Lá fora a chuva gelada persiste em cair encharcando o  chão e eu da janela, vago distante pensando em você. Penso não como normalmente faço, imoralmente,  indecentemente e sim com carinho, embora é impossível  pensar em você com muita pureza, porque você é  deliciosamente libidinosa e a sua sensualidade é involuntária ou perfeitamente disfarçada, não me dando chances de pensamentos apenas pudicos.
Semi- desperto lembrei-me de quando ouvi sua voz  pela primeira vez.  Não era uma voz comum. Era a expressão da sensualidade, da sexualidade,  do oferecimento.  Você fala com a alma, mas sua voz passa pelo corpo.
Alguns místicos afirmam que a energia é gerada na  boca do estômago, mas em você ela é gerada no sexo.
Cada palavra um desejo, cada frase um oferta,  cada período uma sedução e cada conversa uma entrega.  Seu diálogo, um orgasmo.
A natureza parece chorar de emoção quando estamos juntos. 
Sempre chove.
Chover em São Paulo é contumácia mas no Rio de Janeiro  é raro, mas mesmo assim, chove. Uma chuva deliciosa que  se fosse religioso diria de água benta como a abençoar nossa relação.

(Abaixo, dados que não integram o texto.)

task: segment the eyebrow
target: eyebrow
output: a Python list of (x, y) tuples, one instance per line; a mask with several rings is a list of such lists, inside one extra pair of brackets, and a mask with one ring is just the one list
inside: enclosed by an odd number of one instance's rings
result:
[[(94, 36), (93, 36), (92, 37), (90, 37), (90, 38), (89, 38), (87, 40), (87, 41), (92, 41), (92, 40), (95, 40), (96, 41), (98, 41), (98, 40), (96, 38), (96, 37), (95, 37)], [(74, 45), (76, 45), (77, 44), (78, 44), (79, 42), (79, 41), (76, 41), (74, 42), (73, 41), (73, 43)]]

Às vezes penso que essa chuva é meu gozo, o meu prazer ou o nosso.  Até o Cristo chorou quando nos viu..chorava e sorria e seus  braços pareceram fechar a nos estreitar num abraço  carinhoso como se dissesse...nossa que bom que vocês  estão aqui, juntos e se amando. Obrigado por terem vindo ,  sempre os esperei mesmo antes de vocês existirem. Só aqui  cabe um amor do tamanho do de vocês.  Recordo teu "oi" ao telefone. Imagino tuas palavras  entrecortadas pela ansiedade de saber Como estou se  ainda tenho por você o sentimento de ontem.
Não tenho, hoje ele é muito maior do que ontem.  Cada dia mais forte, mais profundo.
Lembro de uma frase de alguém que me leu e disse:  Anderson você mesmo abrindo sua alma é um poço de profundo mistério. Eu sorrio e estendo esse pensamento tão simples e tão  verdadeiro para o momento e digo... mesmo sendo tão  declarada, a minha paixão por você, é um poço de  mistério profundo e indecifrável que nem mesmo eu compreendo.
Ainda olhando pela janela, olhando para lugar  nenhum sinto teu corpo me enlaçando. Um "frisson" me percorre e rapidamente viro meu rosto e...estou só.
Não só, mas não é você que me abraça e não sendo  você, estou absolutamente sozinho, perdido num imenso nada.
A voz que me sussurra não é a tua e parece uma lixa.
O que brota de sua boca é nada.
Meu nome nessa boca é uma pornografia.
Eu me sinto como um estranho no ninho.  Um ninho que não é o meu ninho, não é o teu ninho,  não é o nosso ninho. Ele está invadido por predadores,  por seres estranhos a minha paixão, porque a minha  paixão pertence a uma só pessoa, a você. Um dia depois de uma briga, dessas mil que tivemos  porque o que faz a paixão ser verdadeira é quando brigamos por ela.
Uma relação sem brigas, sem contundência, sem  ciúme é um a relação fria ou no máximo morna e não é paixão.
Paixão tem que ter a paz e a alegria do céu com a temperatura e o horror do inferno. Tem que ter a confiança de Penélope e a desconfiança  dos césares. Tem que ter o amor de Julieta e o ódio de Átila,  ter a serenidade de Francisco de Assis e a intranqüilidade de Judas.
Tem que ter os olhar de Jesus e os olhos de medusa,  tem que ter a longanimidade de Ghandi e a vingança  de Deus. Tem que ter a isenção de Pilatos e o rigor da  acusação de Cromwell. Paixão é extremo, é ir além dos  limites, além do aceitável, além da loucura, muito além  do equilíbrio. Tem que ser Carmina Burana mas é  também a Ave Maria. Ter o canto do pássaro mas a explosão do vulcão.  Se tiver isso tudo então é paixão.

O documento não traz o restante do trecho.